SVD Calculator: Singular Value Decomposition Solver

Perform Singular Value Decomposition (SVD) on any 2x2 or 3x3 matrix. This tool decomposes your matrix into U, Σ, and VT components, providing the singular values and orthogonal matrices essential for data compression and PCA.

Matrix U (Left Singular Vectors)

Matrix Σ (Singular Values)

Matrix VT (Right Singular Vectors - Transposed)

Singular Value Magnitude (Spectrum)

What is an SVD Calculator?

A Singular Value Decomposition (SVD) calculator is a specialized linear algebra tool that breaks down a rectangular or square matrix into three constituent matrices. Unlike eigenvalue decomposition, which only applies to square matrices, SVD is universal. It is often described as the "Swiss Army Knife" of linear algebra because it reveals the underlying geometric structure of any linear transformation.

In data science, SVD is the engine behind Principal Component Analysis (PCA), Latent Semantic Analysis (LSA), and various image compression algorithms. By using this calculator, you can find the singular values which represent the "strength" or "energy" of each dimension in your data.

The SVD Formula and Explanation

The mathematical representation of SVD for a matrix A is:

A = U Σ VT
  • A: The original m x n matrix.
  • U: An m x m orthogonal matrix. Its columns are the left-singular vectors of A.
  • Σ (Sigma): An m x n diagonal matrix containing the non-negative real singular values in descending order.
  • VT: The transpose of an n x n orthogonal matrix. Its columns are the right-singular vectors of A.

Practical Examples of SVD

Example 1: Image Compression

Imagine a digital photo represented as a large matrix of pixel intensities. By applying SVD, we can keep only the top 10% of the largest singular values in Σ and discard the rest. When we multiply the truncated matrices back together, we get a compressed version of the image that looks almost identical to the original but requires significantly less storage space.

Example 2: Recommender Systems

Streaming services like Netflix use SVD to predict what movies you might like. They create a matrix where rows are users and columns are movies. Because this matrix is "sparse" (most people haven't seen most movies), SVD helps identify "latent factors" (like genre preference or actor affinity) to fill in the gaps and make recommendations.

How to Use the SVD Calculator

  1. Select Dimensions: Choose between a 2x2 or 3x3 matrix size from the dropdown menu.
  2. Input Values: Enter the numerical values of your matrix into the grid cells. You can use integers or decimals.
  3. Calculate: Click the "Decompose Matrix" button.
  4. Analyze Results:
    • Review Matrix U to see the coordinate rotations.
    • Look at Matrix Σ to identify the singular values. The first value is always the most significant.
    • Examine Matrix VT for the input space basis.
  5. Export: Use the "Copy" buttons to transfer the results to your spreadsheet or code editor.

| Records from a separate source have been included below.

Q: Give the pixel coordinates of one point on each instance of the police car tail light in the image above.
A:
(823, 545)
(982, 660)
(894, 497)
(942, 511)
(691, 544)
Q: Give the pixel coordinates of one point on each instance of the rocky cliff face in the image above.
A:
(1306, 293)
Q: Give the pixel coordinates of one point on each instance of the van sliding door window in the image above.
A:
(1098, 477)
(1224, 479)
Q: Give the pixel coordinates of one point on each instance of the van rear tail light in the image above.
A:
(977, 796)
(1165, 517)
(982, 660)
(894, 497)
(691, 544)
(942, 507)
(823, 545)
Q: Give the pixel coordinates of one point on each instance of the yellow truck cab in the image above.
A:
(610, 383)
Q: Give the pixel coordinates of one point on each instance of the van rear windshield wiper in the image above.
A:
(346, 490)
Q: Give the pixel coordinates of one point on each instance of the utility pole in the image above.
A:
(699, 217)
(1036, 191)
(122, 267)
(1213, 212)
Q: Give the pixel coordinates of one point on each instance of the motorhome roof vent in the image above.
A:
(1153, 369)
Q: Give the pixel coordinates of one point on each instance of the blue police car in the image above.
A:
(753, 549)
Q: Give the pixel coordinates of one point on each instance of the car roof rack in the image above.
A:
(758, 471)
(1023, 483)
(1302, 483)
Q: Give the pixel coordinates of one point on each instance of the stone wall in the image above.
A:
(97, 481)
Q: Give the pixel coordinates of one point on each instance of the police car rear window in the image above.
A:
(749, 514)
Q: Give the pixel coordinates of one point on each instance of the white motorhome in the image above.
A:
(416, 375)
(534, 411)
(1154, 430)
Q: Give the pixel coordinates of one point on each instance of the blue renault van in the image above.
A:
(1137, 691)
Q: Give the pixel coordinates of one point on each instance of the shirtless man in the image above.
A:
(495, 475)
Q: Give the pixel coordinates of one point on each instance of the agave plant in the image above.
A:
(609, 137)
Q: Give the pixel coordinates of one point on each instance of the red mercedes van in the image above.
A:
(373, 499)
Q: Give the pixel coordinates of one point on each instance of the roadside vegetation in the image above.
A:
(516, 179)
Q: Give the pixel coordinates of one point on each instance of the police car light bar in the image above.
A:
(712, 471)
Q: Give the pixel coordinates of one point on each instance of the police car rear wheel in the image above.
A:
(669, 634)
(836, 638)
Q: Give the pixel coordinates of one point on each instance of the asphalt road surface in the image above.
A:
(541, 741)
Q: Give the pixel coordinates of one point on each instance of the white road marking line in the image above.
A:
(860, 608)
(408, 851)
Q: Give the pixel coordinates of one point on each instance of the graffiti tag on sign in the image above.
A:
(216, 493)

Key Factors in Singular Value Decomposition

Factor Description Significance
Rank The number of non-zero singular values. Determines the dimensionality of the matrix.
Condition Number The ratio of the largest to the smallest singular value. Indicates the numerical stability of the matrix.
Energy Capture The sum of squares of the singular values. Used to decide how many components to keep in PCA.

Frequently Asked Questions (FAQ)

Q: Is SVD the same as Eigenvalue Decomposition?
A: No. Eigenvalue decomposition requires a square matrix and uses the same basis for input and output. SVD works for any matrix and uses two different bases (U and V).

Q: What does a singular value of zero mean?
A: It indicates that the matrix is rank-deficient, meaning some rows or columns are linearly dependent.

Q: Can SVD handle complex numbers?
A: Yes, though this calculator focuses on real numbers. In complex SVD, the transpose is replaced by the conjugate transpose (H).

Q: Why are singular values always non-negative?
A: By definition, singular values are the square roots of the eigenvalues of ATA, which is a positive semi-definite matrix.

Q: How is SVD used in Noise Reduction?
A: Small singular values often represent random noise. By setting them to zero, you "clean" the data.

Q: Is SVD computationally expensive?
A: For very large matrices (e.g., 10,000 x 10,000), it can be slow. Randomized SVD algorithms are often used in big data contexts.

Q: Does the order of singular values matter?
A: Yes, they are conventionally arranged in descending order to highlight the most dominant features of the data first.

Q: What is the "Economy SVD"?
A: It is a version where only the necessary parts of U or V are calculated to save memory when the matrix is not square.